The education sector has been one of the hardest hit by current economic uncertainty. Social Finance is looking to stand in the gap with a student loan solution that taps alumni for funds, and it just raised $77 million in series B funding to accomplish the task.

The San Francisco-based startup, which also goes by SoFi, claims it can beat loan rates offered by Federal Direct and PLUS loans while still providing “similar borrower protections.”

“Through SoFi, we have been able to create a whole new market that gives students better alternatives to fund their education while strengthening ties to their alumni community,” SoFi CEO Mike Cagney said, while noting that higher education is in the midst of a worsening student loan crisis.

SoFi’s lending program taps alumni to invest in funds for students from their alma mater and has already processed over $60 million in loan applications. It is already active on 78 campuses, including Stanford, University of Michigan, Smith and Swarthmore. The company plans to expand to additional schools this fall and aims to commit more than $200 million in loans by the end of this year.

The $77 million round shows SoFi has come a long way in a short time, though the company of course still has to make its way down the runway. The startup was founded last fall by students at Stanford’s Graduate School of Business with a $2 million pilot at their university.

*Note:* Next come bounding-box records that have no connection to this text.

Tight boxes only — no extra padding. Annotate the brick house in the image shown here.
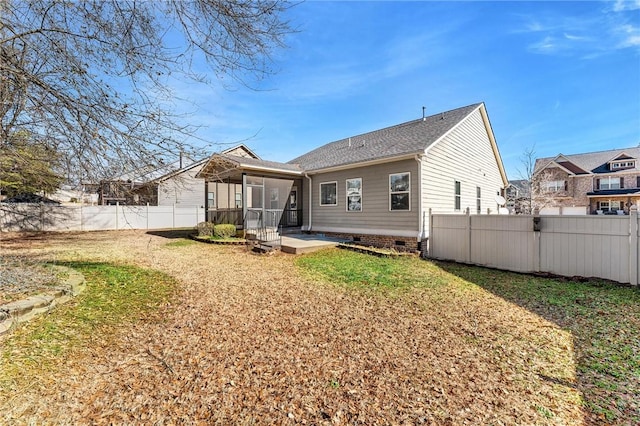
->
[531,147,640,215]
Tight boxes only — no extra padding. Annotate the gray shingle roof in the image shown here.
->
[289,103,482,171]
[535,146,640,173]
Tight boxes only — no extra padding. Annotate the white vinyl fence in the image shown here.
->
[0,203,205,232]
[429,209,640,285]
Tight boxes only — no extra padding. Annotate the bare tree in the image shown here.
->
[507,144,536,214]
[0,0,291,186]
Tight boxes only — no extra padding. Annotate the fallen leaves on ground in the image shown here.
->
[0,231,600,425]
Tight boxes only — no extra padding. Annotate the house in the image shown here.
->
[505,179,532,214]
[97,155,206,206]
[198,103,508,250]
[532,147,640,215]
[98,145,257,209]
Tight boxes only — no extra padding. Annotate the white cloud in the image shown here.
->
[612,0,640,12]
[564,33,589,41]
[617,24,640,48]
[516,0,640,59]
[529,36,558,53]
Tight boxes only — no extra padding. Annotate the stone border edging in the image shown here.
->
[0,265,86,334]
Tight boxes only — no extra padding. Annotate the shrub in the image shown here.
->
[213,224,236,238]
[198,222,213,237]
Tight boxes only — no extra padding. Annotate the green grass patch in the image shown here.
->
[297,249,416,292]
[297,249,640,424]
[164,238,196,247]
[440,263,640,424]
[0,262,177,391]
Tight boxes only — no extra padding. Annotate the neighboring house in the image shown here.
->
[98,145,256,209]
[505,179,532,214]
[532,147,640,214]
[197,103,508,249]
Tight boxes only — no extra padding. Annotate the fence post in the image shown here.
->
[531,207,542,272]
[466,207,472,263]
[40,201,45,232]
[422,207,433,259]
[629,205,638,285]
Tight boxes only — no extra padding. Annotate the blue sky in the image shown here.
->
[176,0,640,179]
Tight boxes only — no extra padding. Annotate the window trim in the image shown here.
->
[388,172,411,212]
[318,180,338,207]
[544,180,567,192]
[344,178,362,213]
[611,160,636,170]
[598,176,622,191]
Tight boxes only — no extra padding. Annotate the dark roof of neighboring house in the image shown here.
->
[218,154,302,173]
[2,194,60,204]
[289,103,482,171]
[509,179,531,194]
[535,146,640,174]
[587,188,640,196]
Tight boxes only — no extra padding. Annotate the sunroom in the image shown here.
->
[196,154,303,233]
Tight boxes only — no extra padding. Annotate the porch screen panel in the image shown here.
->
[264,178,293,227]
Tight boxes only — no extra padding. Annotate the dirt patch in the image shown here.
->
[0,256,64,306]
[0,231,584,425]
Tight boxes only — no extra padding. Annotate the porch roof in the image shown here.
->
[587,188,640,198]
[196,154,303,180]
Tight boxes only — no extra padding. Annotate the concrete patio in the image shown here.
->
[281,234,348,254]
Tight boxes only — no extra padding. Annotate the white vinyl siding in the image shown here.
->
[422,110,504,223]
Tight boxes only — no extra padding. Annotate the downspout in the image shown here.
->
[303,172,313,231]
[415,154,427,242]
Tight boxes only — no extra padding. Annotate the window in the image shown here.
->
[543,180,566,192]
[346,178,362,212]
[598,200,622,212]
[320,182,338,206]
[598,177,621,189]
[269,188,280,210]
[611,161,636,170]
[389,172,411,210]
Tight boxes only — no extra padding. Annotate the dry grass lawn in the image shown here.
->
[0,231,636,425]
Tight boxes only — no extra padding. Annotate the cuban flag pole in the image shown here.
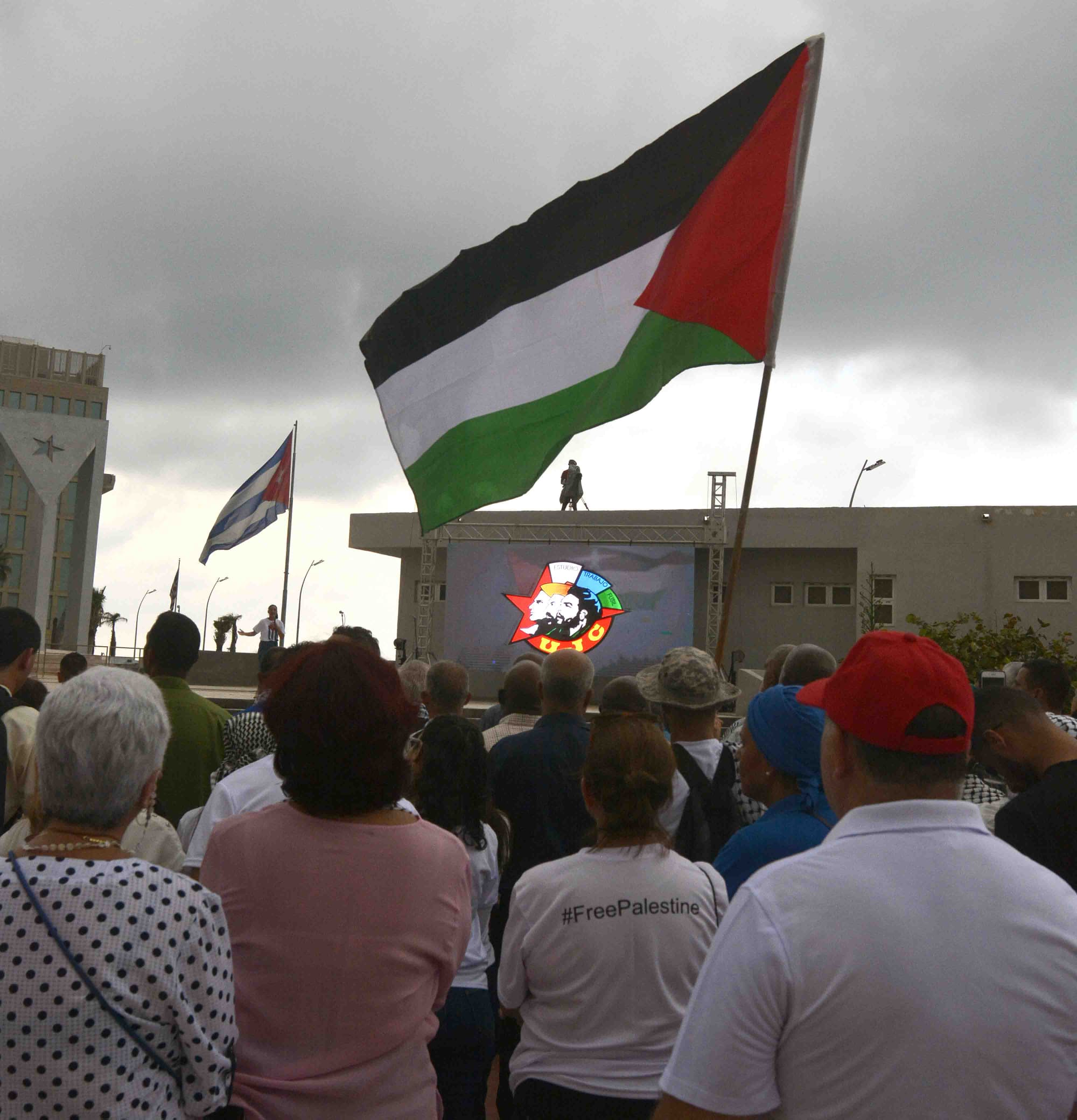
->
[198,422,299,622]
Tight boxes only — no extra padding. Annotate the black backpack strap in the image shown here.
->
[0,688,20,832]
[700,867,722,925]
[673,743,707,793]
[8,852,184,1103]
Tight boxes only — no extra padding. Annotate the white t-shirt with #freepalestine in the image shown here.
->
[251,617,284,642]
[662,801,1077,1120]
[498,844,728,1098]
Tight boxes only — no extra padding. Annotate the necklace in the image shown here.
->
[23,836,122,851]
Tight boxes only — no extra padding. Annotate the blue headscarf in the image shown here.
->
[748,684,826,809]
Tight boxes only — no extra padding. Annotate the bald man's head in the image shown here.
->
[422,661,471,719]
[759,643,796,692]
[778,642,837,684]
[598,676,651,715]
[501,661,542,716]
[542,649,595,716]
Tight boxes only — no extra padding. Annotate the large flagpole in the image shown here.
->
[281,420,299,626]
[714,34,823,669]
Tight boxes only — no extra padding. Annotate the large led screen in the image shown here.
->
[444,541,695,677]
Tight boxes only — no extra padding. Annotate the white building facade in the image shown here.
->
[0,336,112,652]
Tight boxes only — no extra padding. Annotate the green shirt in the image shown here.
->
[153,676,228,825]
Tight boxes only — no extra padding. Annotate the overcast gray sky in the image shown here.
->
[0,0,1077,646]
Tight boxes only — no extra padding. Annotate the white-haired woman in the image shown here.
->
[0,669,235,1120]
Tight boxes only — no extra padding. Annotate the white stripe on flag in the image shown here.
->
[377,230,673,468]
[198,436,291,563]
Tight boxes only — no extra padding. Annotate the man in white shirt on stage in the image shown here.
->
[240,603,284,670]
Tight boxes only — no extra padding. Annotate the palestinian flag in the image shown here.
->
[360,36,823,532]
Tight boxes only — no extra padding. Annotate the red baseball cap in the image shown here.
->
[797,631,974,755]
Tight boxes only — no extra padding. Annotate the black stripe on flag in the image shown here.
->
[359,44,805,389]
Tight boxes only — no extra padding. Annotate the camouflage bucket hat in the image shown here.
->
[636,645,740,708]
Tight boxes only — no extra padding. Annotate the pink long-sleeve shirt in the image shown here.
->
[201,803,471,1120]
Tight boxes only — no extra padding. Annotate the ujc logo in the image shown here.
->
[505,560,625,653]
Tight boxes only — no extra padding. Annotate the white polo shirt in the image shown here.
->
[251,615,284,642]
[497,844,729,1098]
[662,801,1077,1120]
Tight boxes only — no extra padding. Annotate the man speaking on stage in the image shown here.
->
[240,603,284,671]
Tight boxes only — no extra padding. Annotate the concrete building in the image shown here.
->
[349,505,1077,681]
[0,336,112,649]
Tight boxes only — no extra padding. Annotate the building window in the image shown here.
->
[1015,576,1071,603]
[804,584,853,607]
[871,576,893,626]
[3,552,23,588]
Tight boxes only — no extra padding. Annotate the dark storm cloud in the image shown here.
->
[0,0,1075,501]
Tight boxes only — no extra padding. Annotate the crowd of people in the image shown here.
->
[0,607,1077,1120]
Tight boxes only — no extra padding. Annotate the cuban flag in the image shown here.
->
[198,432,295,563]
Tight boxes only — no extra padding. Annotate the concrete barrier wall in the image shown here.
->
[187,649,257,689]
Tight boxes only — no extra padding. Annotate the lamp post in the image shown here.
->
[296,560,325,642]
[131,587,157,661]
[849,459,887,509]
[201,576,228,649]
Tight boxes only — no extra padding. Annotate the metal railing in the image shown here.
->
[0,337,105,387]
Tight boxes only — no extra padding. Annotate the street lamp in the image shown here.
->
[849,459,887,509]
[201,576,228,649]
[296,560,325,643]
[131,587,157,661]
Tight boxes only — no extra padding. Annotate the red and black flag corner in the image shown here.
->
[360,36,823,531]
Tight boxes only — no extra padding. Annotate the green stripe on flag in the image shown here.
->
[404,311,759,532]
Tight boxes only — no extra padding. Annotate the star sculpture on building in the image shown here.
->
[33,436,64,463]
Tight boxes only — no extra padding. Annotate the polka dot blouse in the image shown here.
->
[0,856,235,1120]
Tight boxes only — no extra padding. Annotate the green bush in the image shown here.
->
[906,612,1077,684]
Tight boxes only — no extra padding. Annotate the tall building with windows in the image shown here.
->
[0,335,111,649]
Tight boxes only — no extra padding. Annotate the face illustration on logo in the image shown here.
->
[550,587,603,640]
[505,560,625,653]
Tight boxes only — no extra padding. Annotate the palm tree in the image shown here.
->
[213,613,240,653]
[101,611,127,661]
[86,587,105,657]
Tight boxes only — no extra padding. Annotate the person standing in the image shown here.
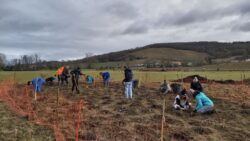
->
[61,66,69,85]
[190,77,203,92]
[70,67,83,94]
[31,77,45,94]
[100,72,110,87]
[123,66,133,99]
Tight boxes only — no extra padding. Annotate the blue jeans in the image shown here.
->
[197,106,213,113]
[125,81,133,99]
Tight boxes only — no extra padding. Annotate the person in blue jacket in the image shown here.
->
[190,89,214,114]
[31,77,45,94]
[123,66,133,99]
[85,75,94,86]
[100,72,110,87]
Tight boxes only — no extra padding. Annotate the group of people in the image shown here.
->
[160,77,214,113]
[28,66,133,99]
[28,66,214,113]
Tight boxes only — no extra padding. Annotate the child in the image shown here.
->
[160,80,172,94]
[85,75,94,86]
[173,89,191,111]
[27,78,44,94]
[45,76,56,86]
[189,89,214,114]
[190,77,203,92]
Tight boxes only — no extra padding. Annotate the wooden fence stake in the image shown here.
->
[161,97,166,141]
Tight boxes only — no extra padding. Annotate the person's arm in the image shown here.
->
[199,83,203,92]
[195,96,203,111]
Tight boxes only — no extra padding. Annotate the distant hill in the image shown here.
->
[75,42,250,67]
[4,42,250,69]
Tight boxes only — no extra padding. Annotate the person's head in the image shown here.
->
[180,89,187,100]
[27,81,31,86]
[193,76,199,83]
[187,89,196,98]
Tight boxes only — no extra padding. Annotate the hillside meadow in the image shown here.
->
[0,70,250,83]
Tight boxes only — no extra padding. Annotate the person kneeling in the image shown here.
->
[173,89,191,111]
[190,89,214,114]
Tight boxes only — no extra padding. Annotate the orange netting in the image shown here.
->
[0,76,82,141]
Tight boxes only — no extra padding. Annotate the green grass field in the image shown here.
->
[0,70,250,83]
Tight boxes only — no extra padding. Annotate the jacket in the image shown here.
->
[102,72,110,81]
[123,68,133,82]
[70,69,83,79]
[190,82,203,92]
[195,92,214,111]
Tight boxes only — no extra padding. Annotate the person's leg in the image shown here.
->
[65,76,69,85]
[76,78,80,94]
[129,81,133,99]
[71,76,76,92]
[124,82,129,98]
[173,104,181,110]
[197,106,213,114]
[36,86,41,94]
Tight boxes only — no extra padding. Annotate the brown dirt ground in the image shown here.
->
[0,80,250,141]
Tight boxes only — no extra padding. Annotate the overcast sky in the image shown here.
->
[0,0,250,60]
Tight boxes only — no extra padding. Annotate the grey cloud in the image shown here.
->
[104,1,138,19]
[232,21,250,32]
[156,0,250,26]
[0,0,250,60]
[122,23,148,34]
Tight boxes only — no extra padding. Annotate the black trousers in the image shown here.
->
[71,76,79,93]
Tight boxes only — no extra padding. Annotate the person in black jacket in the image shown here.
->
[173,89,191,111]
[123,66,133,99]
[190,77,203,92]
[61,66,69,85]
[70,67,83,94]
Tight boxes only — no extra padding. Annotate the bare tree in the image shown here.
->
[85,52,94,58]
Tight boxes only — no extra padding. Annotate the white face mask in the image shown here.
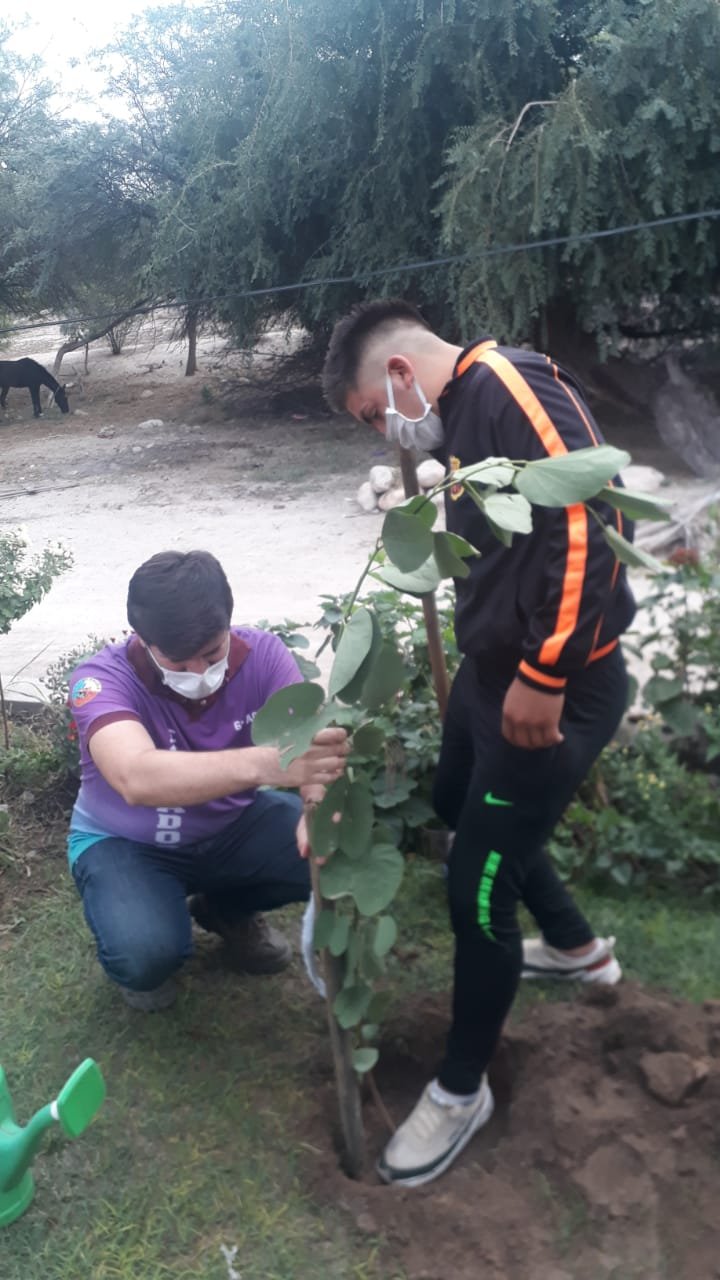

Baseline Ventures, which has seed investments in Instagram and Twitter to its name, led SoFi’s most recent funding round, with venture capital firm DCM and Chinese social networking site Renren joining in. One of these companies is not like the other. The investment from Renren, often referred to as China’s Facebook, is worth noting, as the company has over 160 million users, but has struggled with monetization. The company’s $49 million investment made up the lion’s share of the round.

Renren CEO Joe Chen explained in a statement the company’s reason for investing:

“As a pioneering company pushing the potential of social infrastructure, we closely observe and participate in other online businesses that are leveraging ‘social’ to create, market and distribute products at scale. SoFi lies at the nexus of the social revolution, which began with social gaming and social ecommerce – and is now poised to transform finance and education.”

A growing class of Chinese students eager to study abroad is giving rise to a number of startups, such as interview platform InitialView, looking to connect them with US universities. Renren’s investment in SoFi should also help strengthen ties between the two countries’ education sectors.